GM's Decline Exposes Disadvantages of Excessive Financial Operation
Adjust font size:
General Motors filed for bankruptcy protection on Monday, a move astonishing the world and raising serious questions about the failure of the once-dominant automaker.
Besides its excessive expansion of production and neglect in developing energy-saving vehicles, GM also dubiously extended its reach to the financial sector. GM's ambitious financial operations in recent years proved to be a major reason for its collapse.
Analysts point out, judging from GM's balance sheet, that it's not easy to tell whether the automaker is a bank or a manufacturer. That's because in the past few years GM's auto financial services subsidiaries have become the company's main profit center.
GM made a profit in 2006 thanks to its financial services subsidiaries'2.9-billion-U.S. dollar gain that came while its manufacturing department continued to lose money. GM's balance sheet surplus created a false image of a healthy operation.
Such a situation, however, is not exclusive to GM. With plunging domestic market shares, U.S. automakers increasingly rely on financial services for profits.
These enterprises not only provide various car loan services, they also set up giant financial subsidiaries. The audacious move to explore financial derivatives exposed the companies to grave risks and made them vulnerable to financial meltdowns.
GM, considered a leading player in innovative financial services, agreed in 2005 to sell as much as 55 billion dollars in auto loans to Bank of America over a five-year period. The move called "a new strategic choice by GM executives _ was expected to reduce contract-breach risks and give the automaker another source of financing.
However, the "new strategic choice," while bringing liquidity to the company, carried a lot of risk. In 2005 alone, GM's debt for loans and financing reached more than 190 billion dollars.
The huge debt could prove fatal to GM in a somewhat similar fashion as that of banks caught in the sub-mortgage crisis if the default rate goes up.

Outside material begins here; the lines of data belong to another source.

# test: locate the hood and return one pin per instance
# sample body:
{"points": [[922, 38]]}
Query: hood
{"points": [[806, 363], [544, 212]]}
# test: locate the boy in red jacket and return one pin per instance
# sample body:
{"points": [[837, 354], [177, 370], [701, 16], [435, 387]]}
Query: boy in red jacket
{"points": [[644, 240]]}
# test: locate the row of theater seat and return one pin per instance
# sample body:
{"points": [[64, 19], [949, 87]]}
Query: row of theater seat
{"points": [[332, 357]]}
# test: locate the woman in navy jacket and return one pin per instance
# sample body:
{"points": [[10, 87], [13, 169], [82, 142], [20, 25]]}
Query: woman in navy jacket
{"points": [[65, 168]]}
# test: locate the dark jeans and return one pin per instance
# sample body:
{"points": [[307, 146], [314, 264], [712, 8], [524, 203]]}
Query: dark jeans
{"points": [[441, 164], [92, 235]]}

Car loans' low default risk and the financial companies' minor threshold for such loans boosted sales, but for various reasons, the financial success failed to keep GM's manufacturing department out of the red.
GM reported a record-high production and sale of 9.17 million cars in 2005, yet suffered a huge loss in revenue.

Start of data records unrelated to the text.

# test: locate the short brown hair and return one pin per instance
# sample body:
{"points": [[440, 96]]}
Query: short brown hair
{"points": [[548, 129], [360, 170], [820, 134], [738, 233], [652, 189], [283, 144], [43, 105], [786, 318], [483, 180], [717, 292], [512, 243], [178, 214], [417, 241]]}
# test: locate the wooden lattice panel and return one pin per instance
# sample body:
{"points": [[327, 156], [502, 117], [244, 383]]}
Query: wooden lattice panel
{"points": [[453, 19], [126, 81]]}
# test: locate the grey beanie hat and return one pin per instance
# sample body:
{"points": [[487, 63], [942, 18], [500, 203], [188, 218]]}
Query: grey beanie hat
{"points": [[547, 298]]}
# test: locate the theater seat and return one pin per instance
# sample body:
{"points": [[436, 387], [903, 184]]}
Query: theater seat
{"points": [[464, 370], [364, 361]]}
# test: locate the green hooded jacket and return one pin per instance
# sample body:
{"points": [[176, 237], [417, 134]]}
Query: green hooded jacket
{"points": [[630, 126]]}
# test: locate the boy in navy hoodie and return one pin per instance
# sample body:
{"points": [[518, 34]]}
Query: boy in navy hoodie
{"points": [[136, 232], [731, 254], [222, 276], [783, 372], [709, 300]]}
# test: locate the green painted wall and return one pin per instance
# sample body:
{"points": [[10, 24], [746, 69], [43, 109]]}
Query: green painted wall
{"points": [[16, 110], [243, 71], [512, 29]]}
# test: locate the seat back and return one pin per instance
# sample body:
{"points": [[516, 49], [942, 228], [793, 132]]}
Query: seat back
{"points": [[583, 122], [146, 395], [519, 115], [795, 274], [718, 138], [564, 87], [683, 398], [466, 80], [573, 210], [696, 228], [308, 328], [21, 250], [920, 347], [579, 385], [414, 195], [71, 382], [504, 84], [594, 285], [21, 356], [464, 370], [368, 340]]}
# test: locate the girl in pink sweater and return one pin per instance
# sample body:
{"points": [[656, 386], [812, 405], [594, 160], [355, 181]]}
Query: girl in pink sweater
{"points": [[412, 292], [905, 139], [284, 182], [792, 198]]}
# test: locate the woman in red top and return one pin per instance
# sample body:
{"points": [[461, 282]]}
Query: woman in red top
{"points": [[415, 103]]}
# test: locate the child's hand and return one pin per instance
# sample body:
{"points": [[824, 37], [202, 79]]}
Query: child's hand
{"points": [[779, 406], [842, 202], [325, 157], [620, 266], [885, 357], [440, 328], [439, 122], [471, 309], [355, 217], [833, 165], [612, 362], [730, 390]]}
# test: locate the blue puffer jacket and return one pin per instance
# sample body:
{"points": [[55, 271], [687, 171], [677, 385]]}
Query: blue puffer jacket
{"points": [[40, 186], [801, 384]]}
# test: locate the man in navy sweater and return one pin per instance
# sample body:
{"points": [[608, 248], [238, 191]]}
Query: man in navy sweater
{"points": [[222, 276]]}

The expansion of financial service offerings, on one side, brought profits to US automakers, but on the other side, it created hidden dangers for the companies' future development.
US automakers for a long time lacked the momentum to improve their technology, and innovate, thanks to the fake image of the company's continuous gains that covered the ongoing production losses.

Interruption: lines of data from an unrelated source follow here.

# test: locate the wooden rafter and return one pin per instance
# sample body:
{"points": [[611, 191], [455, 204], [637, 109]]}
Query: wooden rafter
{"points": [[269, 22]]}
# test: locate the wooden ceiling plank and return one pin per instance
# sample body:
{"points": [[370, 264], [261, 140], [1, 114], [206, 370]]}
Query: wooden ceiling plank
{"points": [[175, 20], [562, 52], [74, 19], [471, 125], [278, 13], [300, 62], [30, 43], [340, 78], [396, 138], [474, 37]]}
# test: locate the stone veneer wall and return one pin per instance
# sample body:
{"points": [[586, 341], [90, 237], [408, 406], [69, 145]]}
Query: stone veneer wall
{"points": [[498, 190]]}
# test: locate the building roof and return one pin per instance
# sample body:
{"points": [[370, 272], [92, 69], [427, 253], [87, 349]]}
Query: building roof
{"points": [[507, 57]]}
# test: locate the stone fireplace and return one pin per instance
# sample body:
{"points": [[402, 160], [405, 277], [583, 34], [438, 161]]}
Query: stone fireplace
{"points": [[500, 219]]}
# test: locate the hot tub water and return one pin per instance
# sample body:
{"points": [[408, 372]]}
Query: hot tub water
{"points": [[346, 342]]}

Therefore, many US auto companies missed the opportunity to improve their traditional power systems, and weakened their ability to join the competition in the new-energy car industry.
Developing auto financial services to a moderate degree can boost the car industry's sales, and expand internal financing channels. But it can't go so far that it becomes a burden instead of a blessing.
Sustainable development for the US auto industry will be achieved only by maintaining a balanced development of its different units and keeping a reasonable ratio among its real and fictitious businesses.